Options->Circular Distortion: 

To choose from the Non-Pin or Pin mode when perform the circular distortion. 

Options->Visual Feedbacks: 

To enable/disable circular distortion feedback, roll up/drill down feedback, and show/hide selected nodes' name. 

Options->Selection Mode: 

To choose from the selecting according to Entries mode or the according to Radius mode.. 

Options->SBBrushing Mode: 

To switch the structure-based brushing mode between "cover all leaves" and "leaves only and filter out similar leaves".

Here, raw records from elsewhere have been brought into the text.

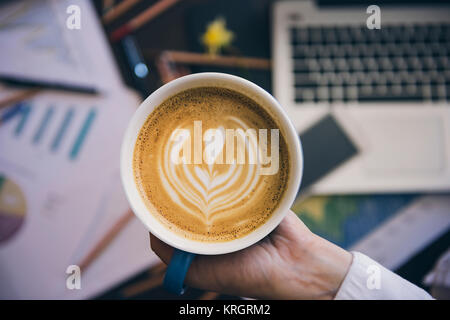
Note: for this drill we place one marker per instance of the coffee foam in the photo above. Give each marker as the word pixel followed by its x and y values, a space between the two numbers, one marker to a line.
pixel 207 202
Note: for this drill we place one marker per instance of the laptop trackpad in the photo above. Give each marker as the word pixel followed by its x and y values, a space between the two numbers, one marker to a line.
pixel 405 145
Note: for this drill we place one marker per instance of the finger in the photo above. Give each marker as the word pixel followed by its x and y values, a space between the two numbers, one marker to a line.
pixel 163 250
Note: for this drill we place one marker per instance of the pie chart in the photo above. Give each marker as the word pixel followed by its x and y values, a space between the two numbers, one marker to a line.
pixel 12 208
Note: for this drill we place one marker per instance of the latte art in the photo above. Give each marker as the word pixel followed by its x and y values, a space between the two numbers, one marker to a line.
pixel 212 186
pixel 211 164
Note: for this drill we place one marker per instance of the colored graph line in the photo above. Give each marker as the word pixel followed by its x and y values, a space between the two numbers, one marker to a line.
pixel 43 126
pixel 83 133
pixel 62 129
pixel 25 109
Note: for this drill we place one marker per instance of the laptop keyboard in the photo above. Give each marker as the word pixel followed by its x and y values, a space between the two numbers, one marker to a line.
pixel 397 63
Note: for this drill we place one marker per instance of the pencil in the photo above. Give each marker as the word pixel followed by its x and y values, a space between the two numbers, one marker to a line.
pixel 141 19
pixel 116 11
pixel 217 60
pixel 105 240
pixel 20 96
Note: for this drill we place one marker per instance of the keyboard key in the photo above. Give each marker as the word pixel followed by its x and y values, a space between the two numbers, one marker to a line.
pixel 305 80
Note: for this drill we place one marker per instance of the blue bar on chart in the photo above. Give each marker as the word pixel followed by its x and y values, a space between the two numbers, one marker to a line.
pixel 25 114
pixel 11 112
pixel 82 134
pixel 62 129
pixel 44 125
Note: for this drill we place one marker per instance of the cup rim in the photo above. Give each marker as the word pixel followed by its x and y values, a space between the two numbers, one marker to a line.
pixel 135 200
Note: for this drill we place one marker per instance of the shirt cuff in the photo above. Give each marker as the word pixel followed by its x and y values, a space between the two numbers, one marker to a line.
pixel 368 280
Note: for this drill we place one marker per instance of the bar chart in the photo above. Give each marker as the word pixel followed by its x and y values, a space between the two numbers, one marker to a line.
pixel 46 118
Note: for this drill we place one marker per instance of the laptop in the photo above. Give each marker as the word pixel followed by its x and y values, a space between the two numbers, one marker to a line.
pixel 388 88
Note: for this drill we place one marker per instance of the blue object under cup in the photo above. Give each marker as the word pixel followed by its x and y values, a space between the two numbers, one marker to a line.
pixel 176 271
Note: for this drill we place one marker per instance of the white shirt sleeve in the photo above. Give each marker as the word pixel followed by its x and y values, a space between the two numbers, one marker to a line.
pixel 368 280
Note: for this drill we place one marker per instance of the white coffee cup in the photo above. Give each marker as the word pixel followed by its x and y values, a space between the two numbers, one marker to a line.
pixel 209 80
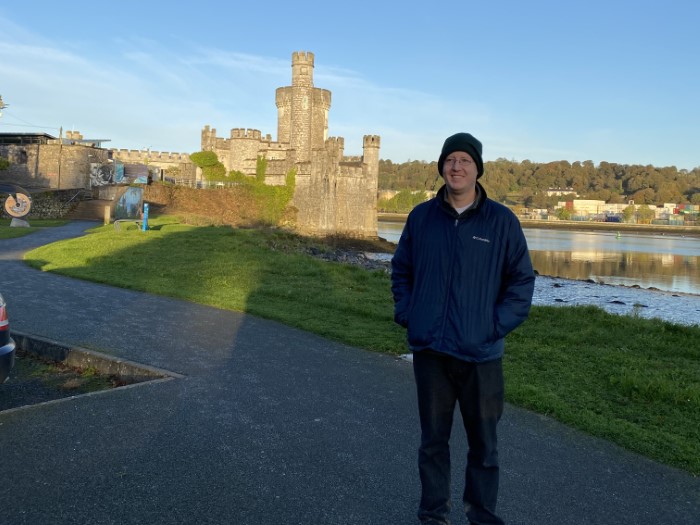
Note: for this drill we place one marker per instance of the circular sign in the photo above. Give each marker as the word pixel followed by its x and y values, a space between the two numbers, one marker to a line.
pixel 18 206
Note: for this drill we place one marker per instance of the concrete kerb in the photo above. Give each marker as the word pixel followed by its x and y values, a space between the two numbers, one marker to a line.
pixel 83 358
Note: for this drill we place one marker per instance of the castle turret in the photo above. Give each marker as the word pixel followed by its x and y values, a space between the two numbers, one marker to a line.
pixel 303 69
pixel 370 155
pixel 301 104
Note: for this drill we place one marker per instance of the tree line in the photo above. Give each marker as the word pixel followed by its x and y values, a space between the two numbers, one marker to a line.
pixel 526 183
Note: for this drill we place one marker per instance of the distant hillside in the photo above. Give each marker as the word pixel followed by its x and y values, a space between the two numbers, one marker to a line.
pixel 527 182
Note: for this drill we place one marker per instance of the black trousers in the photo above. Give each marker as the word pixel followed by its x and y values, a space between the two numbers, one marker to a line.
pixel 441 382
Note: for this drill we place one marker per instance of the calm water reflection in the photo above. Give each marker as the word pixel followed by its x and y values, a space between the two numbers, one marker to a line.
pixel 666 262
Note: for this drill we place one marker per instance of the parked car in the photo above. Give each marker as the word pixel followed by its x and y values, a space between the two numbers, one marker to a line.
pixel 7 345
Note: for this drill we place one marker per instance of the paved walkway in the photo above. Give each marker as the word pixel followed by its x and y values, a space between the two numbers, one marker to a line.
pixel 269 426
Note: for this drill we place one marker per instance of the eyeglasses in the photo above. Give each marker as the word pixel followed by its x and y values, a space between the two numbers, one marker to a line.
pixel 458 162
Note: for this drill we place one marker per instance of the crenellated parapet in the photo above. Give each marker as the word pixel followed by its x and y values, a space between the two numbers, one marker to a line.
pixel 302 69
pixel 144 156
pixel 371 141
pixel 302 58
pixel 244 133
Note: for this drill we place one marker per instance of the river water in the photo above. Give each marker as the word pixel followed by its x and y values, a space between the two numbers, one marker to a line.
pixel 650 275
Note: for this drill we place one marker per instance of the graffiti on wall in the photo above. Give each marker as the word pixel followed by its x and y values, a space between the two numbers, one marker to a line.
pixel 129 204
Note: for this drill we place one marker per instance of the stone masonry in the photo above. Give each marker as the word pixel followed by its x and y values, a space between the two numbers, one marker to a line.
pixel 335 194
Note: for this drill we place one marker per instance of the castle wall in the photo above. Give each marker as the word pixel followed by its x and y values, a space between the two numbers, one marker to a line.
pixel 178 164
pixel 54 165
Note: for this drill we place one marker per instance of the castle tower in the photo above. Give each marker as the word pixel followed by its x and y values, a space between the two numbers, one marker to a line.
pixel 302 102
pixel 370 156
pixel 302 110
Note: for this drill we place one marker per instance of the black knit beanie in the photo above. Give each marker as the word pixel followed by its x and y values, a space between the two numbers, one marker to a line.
pixel 463 142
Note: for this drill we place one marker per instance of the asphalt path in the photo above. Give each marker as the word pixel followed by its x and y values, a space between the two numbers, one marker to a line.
pixel 269 425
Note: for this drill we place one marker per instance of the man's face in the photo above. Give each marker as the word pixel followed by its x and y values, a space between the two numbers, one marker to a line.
pixel 459 171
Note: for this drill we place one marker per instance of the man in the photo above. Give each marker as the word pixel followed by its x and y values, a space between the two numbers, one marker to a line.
pixel 461 280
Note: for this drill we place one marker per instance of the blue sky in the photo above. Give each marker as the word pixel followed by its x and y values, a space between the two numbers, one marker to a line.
pixel 613 80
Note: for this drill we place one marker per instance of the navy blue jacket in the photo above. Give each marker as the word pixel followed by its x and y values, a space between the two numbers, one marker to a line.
pixel 461 283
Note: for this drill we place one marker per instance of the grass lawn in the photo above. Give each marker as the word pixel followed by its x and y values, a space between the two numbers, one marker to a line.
pixel 6 232
pixel 633 381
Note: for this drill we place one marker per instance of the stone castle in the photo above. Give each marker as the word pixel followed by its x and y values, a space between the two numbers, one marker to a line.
pixel 334 194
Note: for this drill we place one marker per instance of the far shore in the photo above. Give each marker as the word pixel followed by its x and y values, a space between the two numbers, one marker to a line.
pixel 693 231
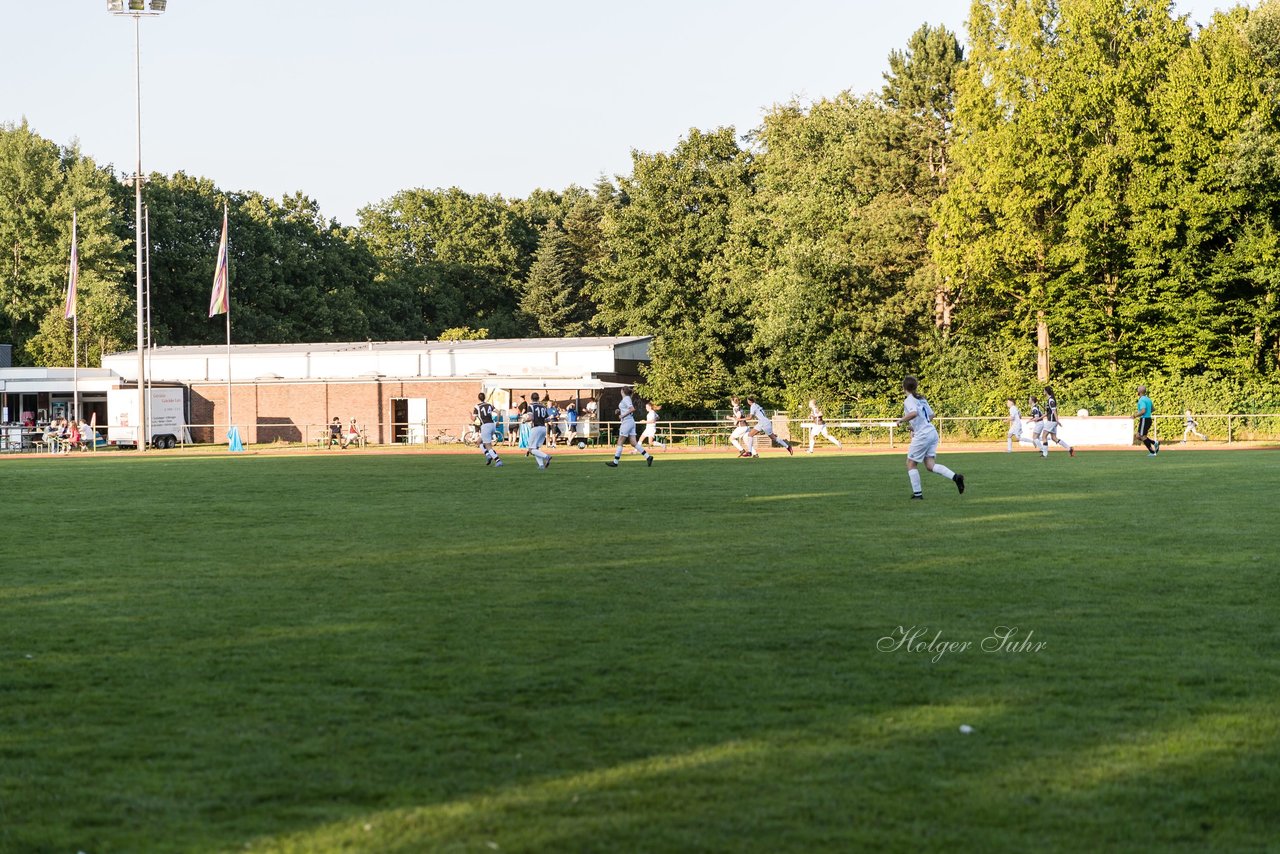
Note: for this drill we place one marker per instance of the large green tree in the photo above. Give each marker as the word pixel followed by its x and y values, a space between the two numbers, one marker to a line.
pixel 295 277
pixel 662 265
pixel 41 185
pixel 464 256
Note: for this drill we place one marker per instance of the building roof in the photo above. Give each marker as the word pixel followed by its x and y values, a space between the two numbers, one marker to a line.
pixel 396 346
pixel 520 357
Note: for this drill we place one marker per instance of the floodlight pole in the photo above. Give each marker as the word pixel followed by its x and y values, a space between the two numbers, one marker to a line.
pixel 137 13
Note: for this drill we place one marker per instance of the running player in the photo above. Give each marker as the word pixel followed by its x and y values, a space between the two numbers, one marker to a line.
pixel 650 425
pixel 818 427
pixel 536 416
pixel 1146 415
pixel 485 415
pixel 1191 428
pixel 1015 427
pixel 763 427
pixel 918 415
pixel 1050 425
pixel 627 429
pixel 740 428
pixel 1037 419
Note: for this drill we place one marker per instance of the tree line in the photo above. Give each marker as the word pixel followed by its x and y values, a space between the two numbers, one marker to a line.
pixel 1087 193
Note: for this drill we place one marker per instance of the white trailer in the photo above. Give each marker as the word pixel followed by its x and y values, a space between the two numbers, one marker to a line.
pixel 167 411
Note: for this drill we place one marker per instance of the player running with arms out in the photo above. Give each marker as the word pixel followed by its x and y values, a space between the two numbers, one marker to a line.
pixel 918 416
pixel 1037 419
pixel 818 427
pixel 740 427
pixel 485 415
pixel 1050 425
pixel 650 427
pixel 1015 427
pixel 1146 415
pixel 538 416
pixel 763 427
pixel 627 430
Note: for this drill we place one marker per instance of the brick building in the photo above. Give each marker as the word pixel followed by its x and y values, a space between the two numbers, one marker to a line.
pixel 396 391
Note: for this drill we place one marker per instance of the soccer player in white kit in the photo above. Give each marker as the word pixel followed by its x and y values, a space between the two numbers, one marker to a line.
pixel 485 414
pixel 740 428
pixel 1015 427
pixel 1037 423
pixel 1191 428
pixel 763 427
pixel 818 427
pixel 536 416
pixel 650 425
pixel 918 416
pixel 1048 430
pixel 627 429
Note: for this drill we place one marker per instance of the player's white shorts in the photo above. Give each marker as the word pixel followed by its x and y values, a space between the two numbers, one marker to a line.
pixel 924 443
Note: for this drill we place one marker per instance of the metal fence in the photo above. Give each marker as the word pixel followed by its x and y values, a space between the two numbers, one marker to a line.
pixel 1232 428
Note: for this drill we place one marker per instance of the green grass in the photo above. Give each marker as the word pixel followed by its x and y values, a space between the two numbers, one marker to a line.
pixel 415 652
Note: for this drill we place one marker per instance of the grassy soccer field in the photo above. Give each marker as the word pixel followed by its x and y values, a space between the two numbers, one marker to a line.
pixel 407 653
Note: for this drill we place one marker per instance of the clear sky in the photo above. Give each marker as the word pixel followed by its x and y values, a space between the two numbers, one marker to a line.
pixel 351 103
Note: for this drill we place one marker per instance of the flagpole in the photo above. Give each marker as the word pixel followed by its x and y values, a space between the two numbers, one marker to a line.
pixel 146 228
pixel 72 279
pixel 231 420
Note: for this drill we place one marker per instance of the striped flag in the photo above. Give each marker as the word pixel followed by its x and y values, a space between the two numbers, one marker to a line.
pixel 219 302
pixel 73 275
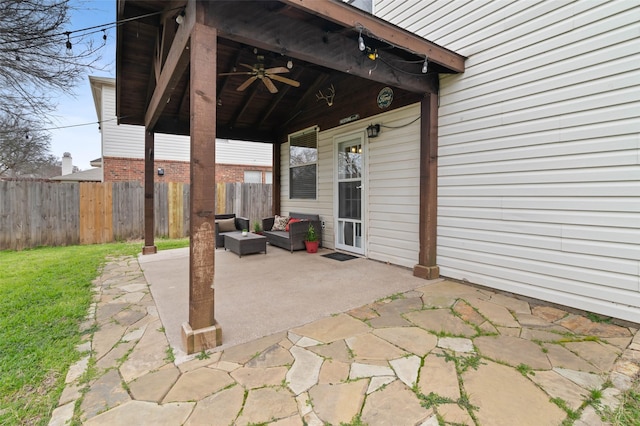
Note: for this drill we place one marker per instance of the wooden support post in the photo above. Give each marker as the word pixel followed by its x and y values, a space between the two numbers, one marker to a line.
pixel 202 332
pixel 275 187
pixel 149 225
pixel 427 267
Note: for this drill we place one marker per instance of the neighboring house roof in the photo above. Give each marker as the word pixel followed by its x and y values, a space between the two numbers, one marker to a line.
pixel 91 175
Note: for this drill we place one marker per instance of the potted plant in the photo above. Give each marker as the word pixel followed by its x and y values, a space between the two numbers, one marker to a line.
pixel 311 240
pixel 257 228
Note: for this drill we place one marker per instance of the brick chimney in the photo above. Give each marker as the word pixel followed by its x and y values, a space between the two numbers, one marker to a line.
pixel 67 164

In the "cover all leaves" mode, for each leaf node in the sub-branch that has been applied structure-based brushing, either itself, or one of its ascendant will be selected. While in the other mode, only leaf nodes will be selected. If there are several leaves that are similar to each other according to the dissimilarity threshold, only one of them will be selected. Unimportant leaves will also be filtered out.    

Options->Reordering: 

To reorder the dimension hierarchy according to their importance... 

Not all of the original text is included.